Não vou identificá-las. Só acrescentar que era uma, unicamente uma, a que ia fazer exames. As outras eram acompanhantes na dor e na desgraça! Eu estava numa correnteza de três bancos. Elas chegaram, inspeccionaram-me com os olhos de alto a baixo, devem ter aprovado a companhia e uma delas disse:
- Ficamos aqui.
- Ficamos aqui.
- Pode ser, ficamos aqui.
Coloquei os auriculares sem música para poder ouvi-las sem lhes inibir o diálogo. Não me despertou interesse o conteúdo da conversa. Só a sua espontaneidade e a caótica sequência. Caótica para quem ia a ouvir porque elas entendiam-se bem entre si.
Interregional das 18:18, Santa Apolónia - Tomar.
- Ficamos aqui.
- Ficamos aqui.
- Pode ser, ficamos aqui.
- Fofinho!
- Achas?
- Acho
- Mas são estreitos.
- Cabemos bem.
- Liga ó tê Manel.
- Já ligo.
- Ligas quando?
- No Entroncamento.
- No Entroncamento?
- Sim, e ele vai-nos esperar à Lamarosa.
- Óvistes? Ela vai ligar ó Manel para nos ir buscar à Lamarosa. Olha lá, isto pára aonde?
- Vila Franca, Santarém, Entroncamento e Lamarosa.
- Passou-se bem...
- Muito bem!
- Bem melhor que estar em casa a aturá-los...
- E a fazer o comer.
- Foi bem bonito!
- Bem bonito!
- Olha lá, e os exames?
- Estão feitos. Agora é esperar.
- Mas sentes-te bem...
- Sinto... Gosto tanto de vir à baixa!
- A médica era simpática...
- Era...
- Só me incomoda este tempo...
- Tempo?
- Sim. Às seis horas é de noite.
- Tens razão, é uma confusão.
- Olha até o meu gato anda tonto. Nunca sabe que horas são e se ele é certinho com as horas...
- O teu gato sabe as horas?!
- Sempre soube. Mas neste tempo troca tudo. Às cinco da tarde está-me a querer entrar em casa para dormir.
- Liga ó tê Manel.
- Ainda é cedo.
- Que horas são?
- Ainda é antes de Santarém.
- Olha lá, onde é que isto pára?
- Santarém, Entroncamento e Lamarosa.
- Ah pois, ela disse que ligava ó Manel no Entroncamento.
- Olha lá, e quando é que fazes mais exames?
- Não sei bem, mas tem de ser breve...
- Então? Estás mal?
- Não, mas ela ficou de vir ver aquelas linhas...
- Quais linhas?
- As outras.
- Eh pá, aquela ali atrás não se cala.
- Pois não. Fala pelos cotovelos.
- Vai aqui este senhor a querer escrever a carta...
- Qual carta? Não vês que não é uma carta?
- Porquê?
- Porque vai a escrever num caderno.
- Falem baixo!
- Então?
- Ele pode ouvir...
- Naaa... leva aquela coisa da música nos ouvidos, aquilo não se ouve nada cá para fora.
- Olha lá...
- Sim...
- Já ligaste ó tê Manel?
- Não vês que não.
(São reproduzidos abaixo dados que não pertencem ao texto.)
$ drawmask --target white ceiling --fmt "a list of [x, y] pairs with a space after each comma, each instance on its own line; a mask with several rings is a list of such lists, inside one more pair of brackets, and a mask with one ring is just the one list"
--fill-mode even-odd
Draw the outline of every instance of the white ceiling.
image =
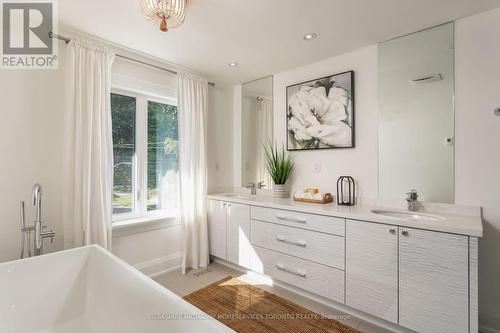
[[[500, 6], [500, 0], [188, 0], [166, 33], [138, 0], [61, 0], [62, 26], [241, 83]], [[316, 32], [319, 37], [304, 41]], [[239, 66], [230, 68], [229, 62]]]

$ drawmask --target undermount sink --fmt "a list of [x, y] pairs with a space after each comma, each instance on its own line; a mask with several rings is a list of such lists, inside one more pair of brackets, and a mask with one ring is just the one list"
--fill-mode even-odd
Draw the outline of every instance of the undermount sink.
[[244, 194], [226, 194], [226, 198], [235, 198], [235, 199], [245, 199], [245, 200], [253, 200], [255, 197], [252, 197], [250, 195], [244, 195]]
[[397, 210], [379, 210], [374, 209], [372, 213], [383, 215], [387, 217], [393, 217], [400, 220], [411, 220], [411, 221], [444, 221], [446, 218], [437, 215], [423, 214], [417, 212], [402, 212]]

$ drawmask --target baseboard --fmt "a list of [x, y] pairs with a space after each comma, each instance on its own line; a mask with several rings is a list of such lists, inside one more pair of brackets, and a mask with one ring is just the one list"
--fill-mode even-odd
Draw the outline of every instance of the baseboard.
[[163, 256], [135, 264], [134, 267], [147, 276], [153, 278], [158, 275], [179, 269], [181, 266], [181, 262], [182, 253], [176, 252], [168, 256]]
[[[211, 257], [211, 259], [213, 261], [219, 263], [219, 264], [225, 265], [227, 267], [230, 267], [230, 268], [235, 269], [237, 271], [240, 271], [242, 273], [250, 272], [250, 270], [248, 270], [246, 268], [243, 268], [241, 266], [235, 265], [235, 264], [230, 263], [228, 261], [225, 261], [223, 259], [216, 258], [216, 257]], [[260, 274], [260, 273], [256, 273], [256, 272], [254, 272], [254, 273], [255, 274]], [[263, 275], [263, 274], [260, 274], [260, 275]], [[364, 320], [366, 322], [369, 322], [369, 323], [374, 324], [376, 326], [385, 328], [385, 329], [387, 329], [387, 330], [389, 330], [391, 332], [395, 332], [395, 333], [410, 333], [410, 332], [412, 332], [412, 331], [410, 331], [410, 330], [408, 330], [408, 329], [406, 329], [404, 327], [401, 327], [399, 325], [390, 323], [390, 322], [385, 321], [383, 319], [380, 319], [380, 318], [371, 316], [369, 314], [366, 314], [364, 312], [361, 312], [359, 310], [350, 308], [347, 305], [344, 305], [344, 304], [341, 304], [341, 303], [337, 303], [335, 301], [332, 301], [332, 300], [329, 300], [327, 298], [321, 297], [319, 295], [313, 294], [313, 293], [308, 292], [306, 290], [303, 290], [303, 289], [297, 288], [295, 286], [289, 285], [288, 283], [285, 283], [285, 282], [282, 282], [282, 281], [278, 281], [278, 280], [274, 280], [271, 277], [268, 277], [267, 275], [263, 275], [263, 276], [271, 279], [273, 281], [273, 285], [275, 285], [275, 286], [278, 286], [280, 288], [286, 289], [286, 290], [291, 291], [291, 292], [293, 292], [295, 294], [298, 294], [300, 296], [309, 298], [309, 299], [311, 299], [311, 300], [313, 300], [315, 302], [321, 303], [321, 304], [326, 305], [328, 307], [331, 307], [331, 308], [333, 308], [335, 310], [342, 311], [342, 312], [344, 312], [344, 313], [346, 313], [348, 315], [360, 318], [360, 319], [362, 319], [362, 320]], [[489, 332], [487, 332], [487, 333], [489, 333]], [[497, 333], [497, 332], [492, 332], [492, 333]], [[500, 333], [500, 332], [498, 332], [498, 333]]]
[[500, 333], [500, 318], [486, 313], [479, 313], [479, 332]]

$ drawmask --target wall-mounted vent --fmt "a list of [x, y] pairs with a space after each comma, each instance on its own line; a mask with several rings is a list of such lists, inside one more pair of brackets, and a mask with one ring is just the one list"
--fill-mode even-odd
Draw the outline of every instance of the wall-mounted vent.
[[409, 79], [408, 81], [415, 85], [426, 84], [436, 81], [443, 80], [443, 76], [441, 74], [429, 74], [424, 76], [419, 76], [413, 79]]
Ela só lhe liga no Entroncamento...
- (...)
- Tô? Manel? Vai lá ter à estação, já vamos aqui quase no Entroncamento.
- (...)
- Sei lá eu. Tenho de esperar pelos resultados.
- (...)
- Vamos derreadinhas, aquilo é filas sem fim.
- Então? Ele vai lá?
- Vai. Que remédio tem ele!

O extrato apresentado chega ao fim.